Shire Matters with Mark Speakman: Consent - A matter of common sense

Mark Speakman with Saxon Mullins.
Mark Speakman with Saxon Mullins.

Over eight years ago, a young woman named Saxon Mullins was ushered into a dark lane behind a Kings Cross nightclub. What happened there became the subject of two District Court trials, two appeals to the Court of Criminal Appeal and a Four Corners documentary.

What Saxon didn't know on that night in May 2013, as she tried to make sense of what just happened to her against her will, was that those events would be the catalyst for a generational change to the law of sexual consent in NSW.

The second judgment of the Court of Criminal Appeal in May 2017 was somewhat of a non-result.

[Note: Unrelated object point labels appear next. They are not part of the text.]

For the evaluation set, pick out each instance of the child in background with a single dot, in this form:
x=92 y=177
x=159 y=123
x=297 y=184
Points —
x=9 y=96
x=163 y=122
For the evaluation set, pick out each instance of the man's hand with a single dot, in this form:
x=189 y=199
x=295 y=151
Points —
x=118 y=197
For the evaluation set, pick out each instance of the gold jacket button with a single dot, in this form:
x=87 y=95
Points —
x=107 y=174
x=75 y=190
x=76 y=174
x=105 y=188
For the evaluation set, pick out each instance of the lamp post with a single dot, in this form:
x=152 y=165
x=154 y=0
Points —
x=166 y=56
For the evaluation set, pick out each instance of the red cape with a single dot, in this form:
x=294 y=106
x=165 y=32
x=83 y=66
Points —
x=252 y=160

The Court would have sent Luke Lazarus back to trial for the sexual assault of Saxon Mullins, except that to do so, it found, would be 'oppressive'.

Those circumstances triggered in my office intense consideration of the justness of that outcome where the trial judge accepted that Saxon hadn't in her own mind consented.

The discussion and debate on consent spread across NSW and indeed Australia. Victim-survivors, like Saxon, took up the cudgels for reform. Showing immense courage, she shared her story with the world.

The morning after the Four Corners episode I am that Girl went to air, I announced my decision to refer the question of NSW's law of consent to the NSW Law Reform Commission.

The NSW Government accepted all the Law Reform Commission's recommendations and more. This week, NSW Parliament passed reforms which go a step beyond the recommendations, introducing an affirmative model of consent.

It's pretty simple. An accused won't have a reasonable belief that the other party is consenting unless the accused says or does something to ascertain consent. I call it common decency. Saxon calls it common sense and I agree.

The passage of these laws represents the culmination of Saxon's long fight to have our consent laws reflect the reality of sexual violence. If these new laws also mean that more people, in their most intimate moments, prioritise respect, well that's a good thing too.